You thought about some tracks for that thing.


----------



## Josh.P (Jan 13, 2010)

ya but its so expensive !


----------



## Eight (Mar 24, 2010)

Oh well, still those things are cool as hell.


----------



## 08GreenBrute (Jul 13, 2009)

i almost bought one here awhile back and never went through with it, now i wish i would have got it because it was at a great price,'

let us know how you like it when you start riddding it


----------



## NMKawierider (Apr 11, 2009)

Check out this 8X

http://www.youtube.com/v/6B3HbjUZe78


----------



## Eight (Mar 24, 2010)

Man that vid makes me wish I could afford one. Let us know how you like it.


----------



## GWNBrute (Mar 4, 2009)

Argo are pretty cool machines, just a little to slow for my liken!


----------



## Josh.P (Jan 13, 2010)

its in a bunch of pieces right now, I'm rebuilding the engine, had to make new shafts, 12 new bearings, a bunch of new seals lol hooked up a CD player with 4 speakers...

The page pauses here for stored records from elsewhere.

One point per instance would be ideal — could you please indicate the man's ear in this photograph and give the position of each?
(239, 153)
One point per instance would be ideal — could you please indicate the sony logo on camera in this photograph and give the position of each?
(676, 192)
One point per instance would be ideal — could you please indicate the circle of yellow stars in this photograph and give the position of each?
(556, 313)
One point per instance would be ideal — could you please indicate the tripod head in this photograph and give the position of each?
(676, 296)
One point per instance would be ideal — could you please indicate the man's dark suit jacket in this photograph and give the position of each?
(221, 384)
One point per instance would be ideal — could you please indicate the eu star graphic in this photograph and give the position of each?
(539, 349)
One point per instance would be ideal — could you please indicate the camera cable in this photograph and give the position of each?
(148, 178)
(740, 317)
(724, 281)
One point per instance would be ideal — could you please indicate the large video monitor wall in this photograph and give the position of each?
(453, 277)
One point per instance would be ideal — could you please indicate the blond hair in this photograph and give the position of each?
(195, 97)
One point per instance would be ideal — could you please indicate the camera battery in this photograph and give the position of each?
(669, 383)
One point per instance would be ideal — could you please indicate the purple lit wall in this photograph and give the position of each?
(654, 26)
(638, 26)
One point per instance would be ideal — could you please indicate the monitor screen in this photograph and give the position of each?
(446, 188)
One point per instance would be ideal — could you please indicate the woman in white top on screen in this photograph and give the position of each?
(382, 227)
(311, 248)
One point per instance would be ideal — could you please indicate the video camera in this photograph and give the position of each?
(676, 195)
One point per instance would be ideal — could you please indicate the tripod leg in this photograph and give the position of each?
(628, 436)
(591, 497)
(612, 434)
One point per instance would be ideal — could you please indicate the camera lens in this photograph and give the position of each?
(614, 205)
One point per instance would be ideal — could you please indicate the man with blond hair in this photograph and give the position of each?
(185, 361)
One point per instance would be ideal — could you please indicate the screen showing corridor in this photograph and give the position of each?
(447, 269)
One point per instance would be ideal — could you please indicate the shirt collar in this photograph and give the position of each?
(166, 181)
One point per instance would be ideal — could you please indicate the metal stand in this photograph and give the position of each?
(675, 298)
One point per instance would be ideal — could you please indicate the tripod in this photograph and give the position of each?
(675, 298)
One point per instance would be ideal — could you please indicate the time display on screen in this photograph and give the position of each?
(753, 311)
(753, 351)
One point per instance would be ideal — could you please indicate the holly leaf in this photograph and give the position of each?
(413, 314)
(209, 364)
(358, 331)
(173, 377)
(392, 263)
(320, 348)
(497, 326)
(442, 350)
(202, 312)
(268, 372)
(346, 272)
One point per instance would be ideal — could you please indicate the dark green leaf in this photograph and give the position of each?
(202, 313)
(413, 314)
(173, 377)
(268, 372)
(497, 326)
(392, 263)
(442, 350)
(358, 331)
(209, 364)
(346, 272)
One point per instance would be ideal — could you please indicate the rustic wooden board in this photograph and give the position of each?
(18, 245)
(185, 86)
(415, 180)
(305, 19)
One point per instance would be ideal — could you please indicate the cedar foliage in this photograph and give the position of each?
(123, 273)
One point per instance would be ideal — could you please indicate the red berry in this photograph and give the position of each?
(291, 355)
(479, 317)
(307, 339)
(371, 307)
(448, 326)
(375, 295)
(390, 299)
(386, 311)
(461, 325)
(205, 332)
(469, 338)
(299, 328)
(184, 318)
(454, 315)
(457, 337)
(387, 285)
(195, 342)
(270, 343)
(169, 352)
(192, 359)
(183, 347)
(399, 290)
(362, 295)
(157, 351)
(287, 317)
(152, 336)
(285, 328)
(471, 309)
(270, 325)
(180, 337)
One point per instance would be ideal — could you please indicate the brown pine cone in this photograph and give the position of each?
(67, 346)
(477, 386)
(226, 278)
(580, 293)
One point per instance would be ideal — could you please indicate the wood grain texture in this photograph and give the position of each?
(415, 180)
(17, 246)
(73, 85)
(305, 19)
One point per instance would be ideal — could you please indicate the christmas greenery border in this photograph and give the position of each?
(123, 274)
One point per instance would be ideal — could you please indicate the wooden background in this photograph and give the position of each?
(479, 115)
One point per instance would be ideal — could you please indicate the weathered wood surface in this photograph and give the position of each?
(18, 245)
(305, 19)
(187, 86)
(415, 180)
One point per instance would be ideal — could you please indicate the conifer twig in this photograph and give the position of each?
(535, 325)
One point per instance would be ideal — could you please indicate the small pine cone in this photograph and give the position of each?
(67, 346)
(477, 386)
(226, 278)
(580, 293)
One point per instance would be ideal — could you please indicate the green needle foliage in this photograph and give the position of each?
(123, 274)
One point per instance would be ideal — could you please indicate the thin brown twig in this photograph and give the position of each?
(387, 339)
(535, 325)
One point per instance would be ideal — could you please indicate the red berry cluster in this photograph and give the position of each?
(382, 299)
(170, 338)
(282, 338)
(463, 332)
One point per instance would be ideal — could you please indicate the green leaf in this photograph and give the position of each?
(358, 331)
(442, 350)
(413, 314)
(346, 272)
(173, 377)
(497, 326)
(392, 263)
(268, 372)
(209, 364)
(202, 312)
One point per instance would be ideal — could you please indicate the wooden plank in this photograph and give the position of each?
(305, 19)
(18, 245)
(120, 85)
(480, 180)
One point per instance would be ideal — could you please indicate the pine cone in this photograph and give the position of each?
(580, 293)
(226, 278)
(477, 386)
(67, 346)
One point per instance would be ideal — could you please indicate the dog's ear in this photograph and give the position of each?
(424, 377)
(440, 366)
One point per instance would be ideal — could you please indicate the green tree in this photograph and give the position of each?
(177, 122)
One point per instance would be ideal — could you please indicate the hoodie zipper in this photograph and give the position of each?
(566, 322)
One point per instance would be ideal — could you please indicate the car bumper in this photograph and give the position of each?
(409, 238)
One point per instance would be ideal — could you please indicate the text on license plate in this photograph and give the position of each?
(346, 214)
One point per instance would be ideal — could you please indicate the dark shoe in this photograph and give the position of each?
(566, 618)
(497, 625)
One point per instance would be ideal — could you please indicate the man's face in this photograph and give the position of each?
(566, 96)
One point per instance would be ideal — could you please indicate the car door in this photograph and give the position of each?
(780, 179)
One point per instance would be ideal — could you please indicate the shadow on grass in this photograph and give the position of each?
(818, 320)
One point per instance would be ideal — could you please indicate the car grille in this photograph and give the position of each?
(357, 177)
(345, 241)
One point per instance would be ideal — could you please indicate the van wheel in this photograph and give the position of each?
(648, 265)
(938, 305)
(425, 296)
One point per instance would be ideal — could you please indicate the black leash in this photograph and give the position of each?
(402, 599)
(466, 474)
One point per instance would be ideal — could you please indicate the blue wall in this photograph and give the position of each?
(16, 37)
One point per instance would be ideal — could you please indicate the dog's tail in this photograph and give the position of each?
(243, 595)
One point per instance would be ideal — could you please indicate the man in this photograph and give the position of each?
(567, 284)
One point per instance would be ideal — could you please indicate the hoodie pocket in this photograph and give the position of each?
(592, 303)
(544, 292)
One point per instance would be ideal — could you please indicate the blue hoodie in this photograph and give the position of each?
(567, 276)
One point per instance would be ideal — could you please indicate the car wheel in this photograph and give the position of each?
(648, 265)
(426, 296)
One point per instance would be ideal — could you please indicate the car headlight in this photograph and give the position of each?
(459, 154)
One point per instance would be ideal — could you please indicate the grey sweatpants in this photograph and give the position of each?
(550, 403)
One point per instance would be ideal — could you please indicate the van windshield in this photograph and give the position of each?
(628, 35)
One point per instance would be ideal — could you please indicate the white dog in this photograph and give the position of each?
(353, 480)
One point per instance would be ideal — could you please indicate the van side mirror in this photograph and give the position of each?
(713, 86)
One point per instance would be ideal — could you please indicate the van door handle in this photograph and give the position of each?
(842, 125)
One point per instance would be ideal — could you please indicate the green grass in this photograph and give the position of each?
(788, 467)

cant wait to ride it lol hopefully by the end of April ill have it done


----------



## BleednGreen68 (Apr 19, 2010)

We had one of those. I think it was an argo. I wish we still had it. An atv that floats is soo cool! I'd use it rather than my brute! There is also another brand called a buffalo i believe. We had one come into the shop that was all modded up by the university of kansas. They had servos hooked to it and it was remote controlled at one time. Used to have solar panels and stuff. Had a homemade cab on it. All the servo stuff was long gone but all the brackets were gone. It wouldnt have floated though cause it had holes all through it. dont know if it ever floated, didnt have much of a bottom to it.


----------



## gpinjason (Nov 10, 2009)

Bump... have you done anything to this yet? I wanna see some laws or backs on it! LOL


----------



## BleednGreen68 (Apr 19, 2010)

I want to see a 750 brute motor in it!


----------



## samuelm (Jul 26, 2011)

interco makes tires for those they are called aquatourqes


----------



## wyo58 (May 13, 2011)

Yeah those are cool, always wanted one myself .


----------



## muddaholic 09 (Apr 12, 2011)

U should be able to take the center tire off and then u should be able to run some 32's with spacers. Ive seen an Argo on 35's on u tube and I've also seen an Argo that they made into independent suspension on u tube.. These things are great fun. Hope u have a blast with it when it's done..


----------



## greenkitty7 (Jan 26, 2011)

be a good duck hunting buggy.


----------